The top line was down around 2% year over year in 2018, with earnings "improving" from a loss of $0.07 a share to a loss of $0.06 a share. Clearly, losing money wasn't exactly what investors were hoping to see. Part of the problem here is that the company's efforts to enhance its reserves came at a cost: high expenses. Hecla's all-in sustaining cost per ounce of silver (a measure of production and investment costs) was $11.44. Although that's lower than the $15 per ounce or so that silver has been trading at recently, it doesn't leave a whole lot of room for error in a commodity prone to dramatic price swings.

And while all-in sustaining costs are expected to drop slightly in 2019, with production projected to increase a little, Hecla remains a relatively high-cost miner. This shows up most notably on the gold side, which has been of increasing importance in recent years as the miner attempts to shift its production mix more toward the yellow metal. All-in sustaining costs per gold ounce are projected to be $1,250 in 2019 -- at the high end of the industry, where less than $1,000 per ounce is the norm for stronger miners. Gold, for reference, is trading around $1,285 an ounce -- leaving very little margin for error.

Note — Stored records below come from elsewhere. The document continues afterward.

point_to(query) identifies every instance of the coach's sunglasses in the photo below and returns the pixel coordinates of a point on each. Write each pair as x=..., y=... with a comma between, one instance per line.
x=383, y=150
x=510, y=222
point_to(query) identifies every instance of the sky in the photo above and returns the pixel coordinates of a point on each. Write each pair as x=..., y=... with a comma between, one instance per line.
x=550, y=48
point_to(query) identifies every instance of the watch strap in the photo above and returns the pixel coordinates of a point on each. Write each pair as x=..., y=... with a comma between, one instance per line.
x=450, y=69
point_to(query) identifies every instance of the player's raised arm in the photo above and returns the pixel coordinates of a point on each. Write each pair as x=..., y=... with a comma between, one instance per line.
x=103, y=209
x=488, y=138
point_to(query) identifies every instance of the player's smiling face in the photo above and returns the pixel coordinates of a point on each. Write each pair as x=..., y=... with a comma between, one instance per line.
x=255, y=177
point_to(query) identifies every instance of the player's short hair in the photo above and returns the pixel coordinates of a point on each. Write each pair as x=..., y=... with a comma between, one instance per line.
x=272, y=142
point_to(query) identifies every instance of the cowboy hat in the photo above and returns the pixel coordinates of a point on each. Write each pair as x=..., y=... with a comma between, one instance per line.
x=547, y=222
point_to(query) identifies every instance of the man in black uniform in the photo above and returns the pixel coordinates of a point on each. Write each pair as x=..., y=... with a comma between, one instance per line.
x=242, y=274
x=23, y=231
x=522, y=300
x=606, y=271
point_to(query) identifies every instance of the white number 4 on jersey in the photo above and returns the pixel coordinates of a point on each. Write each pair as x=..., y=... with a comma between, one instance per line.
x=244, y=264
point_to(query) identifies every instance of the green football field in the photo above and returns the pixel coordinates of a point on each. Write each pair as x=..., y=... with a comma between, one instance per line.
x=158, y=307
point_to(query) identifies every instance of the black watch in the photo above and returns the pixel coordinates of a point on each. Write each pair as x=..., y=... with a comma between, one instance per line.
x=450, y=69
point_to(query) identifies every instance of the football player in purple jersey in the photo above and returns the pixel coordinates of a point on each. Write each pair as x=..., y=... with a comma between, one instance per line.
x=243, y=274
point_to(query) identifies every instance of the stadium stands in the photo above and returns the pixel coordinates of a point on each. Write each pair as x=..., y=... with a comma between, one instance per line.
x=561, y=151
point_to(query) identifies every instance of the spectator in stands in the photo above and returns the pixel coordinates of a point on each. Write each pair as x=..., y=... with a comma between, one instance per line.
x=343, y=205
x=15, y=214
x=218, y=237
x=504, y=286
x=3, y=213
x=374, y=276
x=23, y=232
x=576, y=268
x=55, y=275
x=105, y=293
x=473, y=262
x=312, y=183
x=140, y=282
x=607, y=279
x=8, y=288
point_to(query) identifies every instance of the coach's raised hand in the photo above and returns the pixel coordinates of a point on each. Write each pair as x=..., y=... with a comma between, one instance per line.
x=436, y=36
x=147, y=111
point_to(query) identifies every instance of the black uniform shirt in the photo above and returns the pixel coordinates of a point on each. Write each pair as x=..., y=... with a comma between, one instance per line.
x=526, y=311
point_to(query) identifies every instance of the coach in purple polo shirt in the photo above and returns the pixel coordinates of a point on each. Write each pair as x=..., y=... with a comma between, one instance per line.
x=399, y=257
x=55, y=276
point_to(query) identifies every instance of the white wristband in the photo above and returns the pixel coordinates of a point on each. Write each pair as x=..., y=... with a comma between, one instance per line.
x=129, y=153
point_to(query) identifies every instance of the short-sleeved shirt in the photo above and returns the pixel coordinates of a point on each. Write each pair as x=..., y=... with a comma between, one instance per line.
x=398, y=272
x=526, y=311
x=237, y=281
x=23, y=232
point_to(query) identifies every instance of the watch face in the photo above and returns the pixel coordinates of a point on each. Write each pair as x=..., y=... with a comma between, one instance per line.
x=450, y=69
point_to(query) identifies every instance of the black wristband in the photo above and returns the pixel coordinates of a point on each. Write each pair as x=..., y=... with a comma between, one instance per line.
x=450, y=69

Now add in a notable dip in the price of both silver and gold toward the end of February and you can see why investors weren't all that jazzed by Hecla's shares following its earnings release. High costs and weakening precious metals prices are not a good mix for this -- or any -- miner.

Now what

Hecla Mining probably isn't the best option for most investors seeking precious metals exposure for diversification purposes. Streaming and royalty companies, which take an entirely different approach to the precious metals space, would be a better bet. However, for investors with a strong feeling about silver and gold prices, Hecla's high costs mean that commodity price swings will tend to have a big impact on its shares (a small commodity move can mean the difference between making money or losing it). Although that can be good when gold and silver are rising, the drop in February shows that it can be painful when commodity prices are in decline. Tread carefully if you choose to invest here.